"El Gallego" Fernández Palmeiro, el Che argentino
Biografías
Sus hazañas en la lucha revolucionaria en Argentina le valieron un homenaje en forma de canción de Andrés Calamaro
Nacido en el seno de una familia de gallegos arraigada en el barrio de As Pozas, en el pueblo de Prada (Ourense), la vida de Víctor Fernández Palmeiro estuvo marcada desde el origen por la impronta de esa tierra que su familia se vio obligada a dejar para migrar a Argentina a comienzos de la década de 1950. Su padre había sido guardia civil y su madre, Elvira, era un ama de casa hija de gallegos que también habían emigrado al país sudamericano y retornado posteriormente a Galicia.

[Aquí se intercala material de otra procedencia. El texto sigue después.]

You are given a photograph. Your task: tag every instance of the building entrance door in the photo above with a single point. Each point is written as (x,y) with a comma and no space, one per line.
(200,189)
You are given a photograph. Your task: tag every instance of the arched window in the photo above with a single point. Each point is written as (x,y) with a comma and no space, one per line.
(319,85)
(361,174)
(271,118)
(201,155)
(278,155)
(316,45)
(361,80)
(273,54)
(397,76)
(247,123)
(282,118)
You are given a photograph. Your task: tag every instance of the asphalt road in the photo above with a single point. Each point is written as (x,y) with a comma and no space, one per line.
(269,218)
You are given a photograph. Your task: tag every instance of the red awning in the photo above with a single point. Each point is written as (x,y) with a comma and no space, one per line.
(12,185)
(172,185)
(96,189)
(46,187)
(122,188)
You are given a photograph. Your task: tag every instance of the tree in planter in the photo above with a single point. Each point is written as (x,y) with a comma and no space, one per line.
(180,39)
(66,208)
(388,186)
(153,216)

Víctor trabaja inicialmente como obrero metalúrgico y luego en el frigorífico Swift. Da sus primeros pasos en política a sus 15 años junto a su hermano Gonzalo ingresando en la Federación Juvenil Comunista, donde desde muy joven se foguea en los enfrentamientos con el grupo nacionalista Tacuara. Al igual que otros jóvenes de su generación, asume en la década de 1960 la opción por la lucha armada, vinculándose políticamente con grupos que desarrollan acciones guerrilleras y tienen un origen ideológico marxista. Es así que pasa por la facción comunista que en 1967 va a dar origen al Partido Comunista Revolucionario y más tarde por las Fuerzas Argentinas de Liberación antes de incorporarse al Ejército Revolucionario del Pueblo del Partido Revolucionario de los Trabajadores.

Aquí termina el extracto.